Time-Series-Informed Closed-loop Learning for Sequential Decision Making and Control
Sebastian Hirt, Lukas Theiner, Rolf Findeisen
TL;DR
This work tackles sample inefficiency in tuning MPC parameters for nonlinear closed-loop systems by exploiting the temporal structure of trajectories in Bayesian optimization. It introduces time-series-informed Bayesian optimization (TSI-BO) that aligns the BO fidelity with closed-loop time and incorporates intermediate partial-episode data as lower-fidelity observations, together with probabilistic early stopping and a convergence criterion. The approach yields a trace-aware surrogate and a taKG-based acquisition, enabling efficient termination of unpromising experiments while preserving eventual performance. In nonlinear cart-pole simulations, TSI-BO achieves comparable closed-loop performance with roughly half the resources and attains better final performance under the same budget, illustrating practical resource savings and improved convergence.
Abstract
Closed-loop performance of sequential decision making algorithms, such as model predictive control, depends strongly on the choice of controller parameters. Bayesian optimization allows learning of parameters from closed-loop experiments, but standard Bayesian optimization treats this as a black-box problem and ignores the temporal structure of closed-loop trajectories, leading to slow convergence and inefficient use of experimental resources.
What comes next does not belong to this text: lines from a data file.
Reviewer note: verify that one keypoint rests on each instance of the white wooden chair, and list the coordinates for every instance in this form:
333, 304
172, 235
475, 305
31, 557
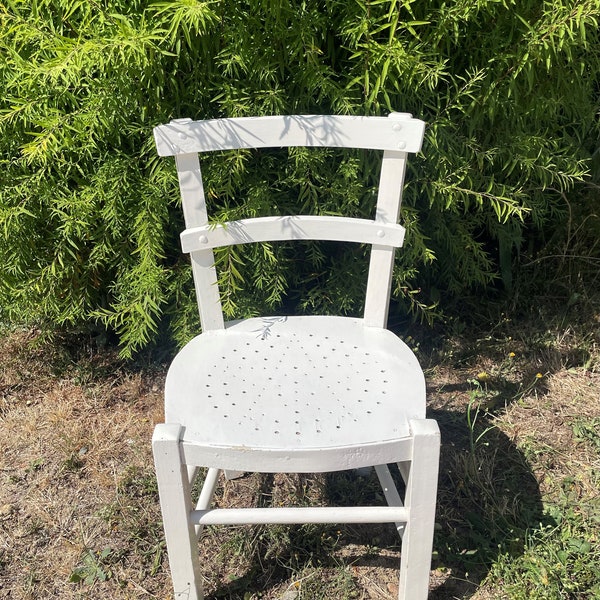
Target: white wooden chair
299, 393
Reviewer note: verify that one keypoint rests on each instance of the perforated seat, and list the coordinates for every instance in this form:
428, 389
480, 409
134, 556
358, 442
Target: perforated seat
295, 394
297, 389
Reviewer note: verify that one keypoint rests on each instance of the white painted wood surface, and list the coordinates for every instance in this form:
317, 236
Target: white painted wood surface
295, 394
272, 229
183, 136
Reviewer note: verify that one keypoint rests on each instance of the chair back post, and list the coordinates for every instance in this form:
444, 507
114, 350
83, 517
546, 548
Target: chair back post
203, 262
389, 200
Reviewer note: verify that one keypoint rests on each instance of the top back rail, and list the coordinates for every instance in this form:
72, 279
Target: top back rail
184, 136
397, 135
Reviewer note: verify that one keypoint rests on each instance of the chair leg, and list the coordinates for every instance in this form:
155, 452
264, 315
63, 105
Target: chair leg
176, 505
420, 499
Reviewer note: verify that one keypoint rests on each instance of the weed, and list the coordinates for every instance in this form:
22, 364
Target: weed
93, 567
587, 430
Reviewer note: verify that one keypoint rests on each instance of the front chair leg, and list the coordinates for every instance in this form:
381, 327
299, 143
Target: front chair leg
176, 505
420, 500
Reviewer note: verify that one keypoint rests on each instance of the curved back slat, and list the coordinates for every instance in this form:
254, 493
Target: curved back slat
183, 136
277, 229
397, 135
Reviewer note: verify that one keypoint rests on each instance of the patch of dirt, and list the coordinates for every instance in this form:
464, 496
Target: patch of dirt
79, 515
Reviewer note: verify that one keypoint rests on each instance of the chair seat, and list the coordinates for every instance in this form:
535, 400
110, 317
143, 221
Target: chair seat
322, 393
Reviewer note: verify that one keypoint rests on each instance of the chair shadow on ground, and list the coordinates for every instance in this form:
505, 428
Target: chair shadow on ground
488, 501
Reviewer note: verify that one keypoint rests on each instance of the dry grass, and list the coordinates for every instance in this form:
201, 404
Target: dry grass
79, 516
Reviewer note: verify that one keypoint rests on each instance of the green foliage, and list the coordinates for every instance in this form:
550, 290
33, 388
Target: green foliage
89, 215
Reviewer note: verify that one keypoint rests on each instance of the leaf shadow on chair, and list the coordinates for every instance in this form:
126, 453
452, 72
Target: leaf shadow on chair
488, 499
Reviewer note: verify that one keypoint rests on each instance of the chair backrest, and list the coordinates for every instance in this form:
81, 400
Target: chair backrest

We propose a time-series-informed multi-fidelity Bayesian optimization framework that aligns the fidelity dimension with closed-loop time, enabling intermediate performance evaluations within a closed-loop experiment to be incorporated as lower-fidelity observations. Additionally, we derive probabilistic early stopping criteria to terminate unpromising closed-loop experiments based on the surrogate model's posterior belief, avoiding full episodes for poor parameterizations and thereby reducing resource usage. Simulation results on a nonlinear control benchmark demonstrate that, compared to standard black-box Bayesian optimization approaches, the proposed method achieves comparable closed-loop performance with roughly half the experimental resources, and yields better final performance when using the same resource budget, highlighting the value of exploiting temporal structure for sample-efficient closed-loop controller tuning.